We know that these adoptions happened over decades because of direct, emotional or financial pressures. If we create the twin-track approach the Senator speaks about and if there is a second element that requires some degree of proof to be presented, that proof will have to be evidenced. I am sure the Senator would argue that we would not use a civil standard and that we would use a lower standard. Legislation could provide for that but it would still have to be evidenced. There is risk associated with creating a twin-track system in which everyone gets something but those with evidence of something worse happening to them get a greater payment because only those with that requisite evidence could benefit from that additional stream. The experience from other systems is that, where people were in a scheme that required an element of evidence, particularly when they were not able to meet the standard set, they were deeply retraumatised. I worry about creating a two-tier system and the legislation giving the possibility of getting more to recognise people's specific situations and people then not being able to provide the relevant evidence because of a lack of time or because the people who were in the room have passed away. That is a very real possibility. I accept that others disagree with that but there is a fundamental risk in creating a two-tier system in which evidence is required. Under the process as set out at the moment, all an individual has to demonstrate is that the records show that he or she was in the institution at the time in order to be eligible for a payment.

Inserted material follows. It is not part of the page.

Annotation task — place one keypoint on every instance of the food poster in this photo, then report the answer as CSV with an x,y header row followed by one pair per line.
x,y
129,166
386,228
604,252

It is important to note that the amendments we brought forward the last day in the second grouping seek only to protect the existing policy and the existing remit of the scheme. There is no potential in the amendments we brought forward to reduce eligibility for the 34,000 people we believe are eligible. A person who spent at least one night in one of the listed institutions as a mother will be eligible for the general payment. This remains the case after the adoption of the amendments. The schemes were only ever designed to apply to those who were in mother and baby institutions and county homes. The amendments only seek to provide necessary clarity around the terms and purposes of these institutions. Again, there has been no narrowing of the ambit of the scheme. We believe that, when those amendments are in place, 34,000 former residents, both mothers and children, will continue to be eligible for the scheme.